Clustering documentation.

Name: hclust - Hierarchical clustering analysis for given arraies Descriptions: Hierarchical clustering analysis methods for given arrays. Ward method uses the ward.D2 by default. Installation of amap library for R language is required. run R as a super user - sudo R - and type the followings: install.packages('amap') Usage: hclust(\@array1_of_values, \@array2_of_values, ...); or hclust(\@array1_of_values, \@array2_of_values, ..., -label => \@grouping_label); Options: -output output toggle option (default: show) "g" to generate graph without displaying. -filename output filename of the clustering graph (default: hclust.pdf) -method the agglomeration method to be used (default: ward). 'ward', 'single', 'complate', 'average', 'centroid', 'median' or 'mcquitty' -distmethod the distance measure method (default: correlation) 'euclidean', 'maximum', 'manhattan', 'canberra', 'binary', 'kendall' 'spearman', 'pearson' (not centered Pearson), 'abspearson' (Absolute Pearson), 'correlation' (Centered Pearson) or 'abscorrelation' (Absolute correlation) this option is based on 'Dist' method in 'amap' library in R. -label labels or names of the data series Author: Kazuki Oshita (cory@g-language.org)
History: 20130321-01 complete rewrite by cory, exported by default 20070612-01 converted to Rcmd::Clustering 20030904-01 initial posting (G::Tools::RCluster)

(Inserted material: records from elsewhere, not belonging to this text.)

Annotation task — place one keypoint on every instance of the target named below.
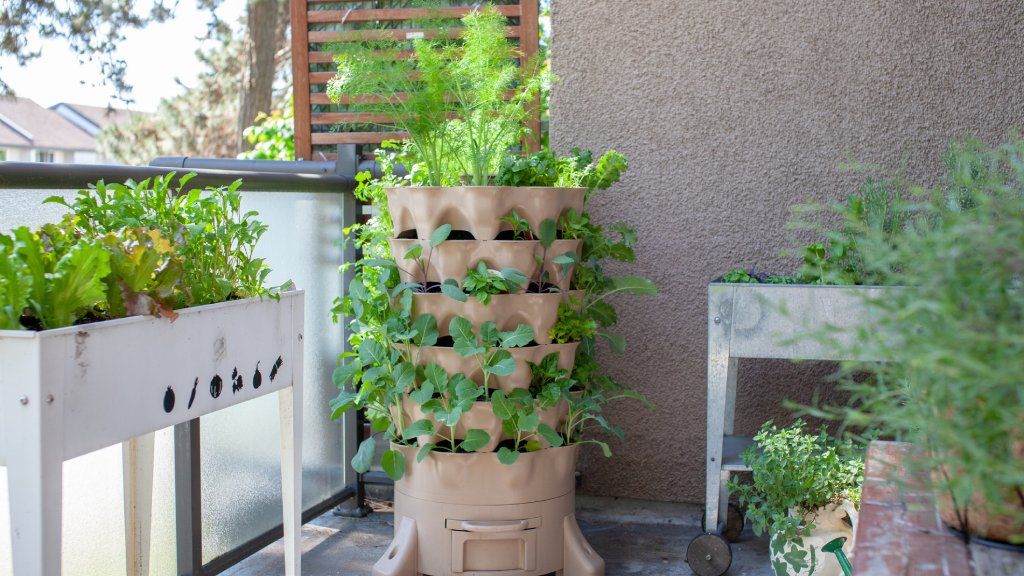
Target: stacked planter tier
(469, 513)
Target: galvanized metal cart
(758, 321)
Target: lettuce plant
(462, 103)
(951, 385)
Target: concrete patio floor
(635, 537)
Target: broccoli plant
(482, 283)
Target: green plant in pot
(130, 249)
(453, 311)
(805, 493)
(835, 258)
(952, 384)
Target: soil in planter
(445, 446)
(454, 235)
(510, 444)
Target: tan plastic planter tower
(468, 515)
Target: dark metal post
(351, 422)
(187, 498)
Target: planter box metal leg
(764, 321)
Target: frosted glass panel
(240, 458)
(25, 207)
(240, 446)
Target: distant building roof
(26, 124)
(92, 119)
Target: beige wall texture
(730, 112)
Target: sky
(156, 55)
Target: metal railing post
(187, 498)
(351, 422)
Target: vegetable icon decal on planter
(215, 385)
(237, 382)
(169, 400)
(192, 397)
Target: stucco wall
(730, 112)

Name: kmeans() - clustering with K-means method Description: Clustering with K-means method with using R language. Number of cluster centers can be given by -centers option (default: 10) and number of iterations is given by -iter.max (default: 10). Returned value corresponds to result$cluster of kmeans() in R. (a vector of cluster numbers to which each point is allocated) Usage: @cluster = $rcmd->kmeans(\@array1, \@array2, \@array3, ..., -label=>\@label); Arrays correspond to the columns (data series), and labels for each of these arrays can be given by -label option. Options: -label labels or names of the data series. -centers number of cluster centers (default: 5) -iter.max number of iterations (default: 10) -filename output filename of the graph (default: kmeans.pdf) -output output toggle option (default: show) "g" to generate graph without displaying. -sampledata use sample data (default: 0) Author: Kazuharu Arakawa (gaou@sfc.keio.ac.jp)
History: 20070612-01 converted to Rcmd::Clustering 20030904-01 initial posting (G::Tools::RCluster)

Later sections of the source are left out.